Part Two opens many years later, when the Natolian king Orcanes and his eastern allies have come to confront King Sigismund of Hungary. The threat of Tamburlaine’s army currently marching north from Egypt dissuades Orcanes from attacking Sigismund’s Christian forces, and instead the two kings swear a truce on Christ’s name. Sigismund and his allies quickly renege on this agreement and attack Orcanes’s forces while they’re distracted, but they fail miserably and are destroyed. Meanwhile, Bajazeth’s son Callapine escapes from imprisonment in Tamburlaine’s camp and returns east. Here Orcanes hails him as the returned arch-leader and swears his army’s allegiance to Callapine’s quest for revenge on Tamburlaine.

In his camp, Tamburlaine eagerly prepares for battle, but he worries that his grown sons are not warlike, especially the lazy and cowardly Calyphas. Zenocrate assures him that they are. Soon, however, Zenocrate falls ill and dies, driving Tamburlaine to extremes of grief and rage, which he channels into the destruction of various towns. He finally confronts and defeats Orcanes and the Turk forces in battle, in which his sons Amyras and Celebinus perform valiantly. Calyphas, however, had sat out the battle gambling in his tent, and Tamburlaine is so enraged that he fatally stabs him.

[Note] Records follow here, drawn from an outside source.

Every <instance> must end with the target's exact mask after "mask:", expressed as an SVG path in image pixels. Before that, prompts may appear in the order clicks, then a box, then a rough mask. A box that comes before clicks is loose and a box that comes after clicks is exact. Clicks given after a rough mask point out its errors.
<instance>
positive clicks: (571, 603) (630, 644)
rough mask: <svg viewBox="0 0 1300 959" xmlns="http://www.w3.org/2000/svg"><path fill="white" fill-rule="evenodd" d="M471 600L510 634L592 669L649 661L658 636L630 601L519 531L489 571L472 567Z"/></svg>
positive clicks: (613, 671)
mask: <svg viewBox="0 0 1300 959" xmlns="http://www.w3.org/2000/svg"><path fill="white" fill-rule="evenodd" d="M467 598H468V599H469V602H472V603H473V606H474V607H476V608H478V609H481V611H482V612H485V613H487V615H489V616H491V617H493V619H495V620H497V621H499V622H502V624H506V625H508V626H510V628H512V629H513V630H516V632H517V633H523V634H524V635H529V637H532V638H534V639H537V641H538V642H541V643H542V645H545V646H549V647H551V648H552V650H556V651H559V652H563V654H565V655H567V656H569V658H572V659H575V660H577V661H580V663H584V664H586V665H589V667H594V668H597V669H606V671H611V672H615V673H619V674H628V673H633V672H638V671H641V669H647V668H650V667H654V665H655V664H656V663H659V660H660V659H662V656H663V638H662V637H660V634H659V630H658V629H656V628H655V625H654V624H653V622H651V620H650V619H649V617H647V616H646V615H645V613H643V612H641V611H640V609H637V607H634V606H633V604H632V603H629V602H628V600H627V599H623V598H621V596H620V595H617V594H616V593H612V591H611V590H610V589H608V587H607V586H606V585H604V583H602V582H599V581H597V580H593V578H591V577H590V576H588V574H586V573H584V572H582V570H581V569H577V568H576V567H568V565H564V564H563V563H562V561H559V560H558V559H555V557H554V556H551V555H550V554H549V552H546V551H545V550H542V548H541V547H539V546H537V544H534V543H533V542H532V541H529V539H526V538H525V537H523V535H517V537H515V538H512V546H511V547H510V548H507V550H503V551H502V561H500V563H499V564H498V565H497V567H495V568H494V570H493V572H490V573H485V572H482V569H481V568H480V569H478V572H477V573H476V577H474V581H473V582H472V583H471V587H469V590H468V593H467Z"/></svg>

Tamburlaine yokes the Turkish kings by the mouth like horses to pull his chariot. Unappeasable in his wrath, he marches on and savagely captures Babylon, ordering everyone alive within to be killed. In his passion, Tamburlaine commands the Koran and other holy books to be burnt, daring Mahomet to challenge his own power. Suddenly he is taken ill. As Callapine’s forces are nearby, Tamburlaine strives to fight a last battle but cannot garner the strength. Dying, surrounded by his men, Tamburlaine laments the lands he did not have the chance to conquer and bestows his crown on Amyras, telling him to carry on his conquest.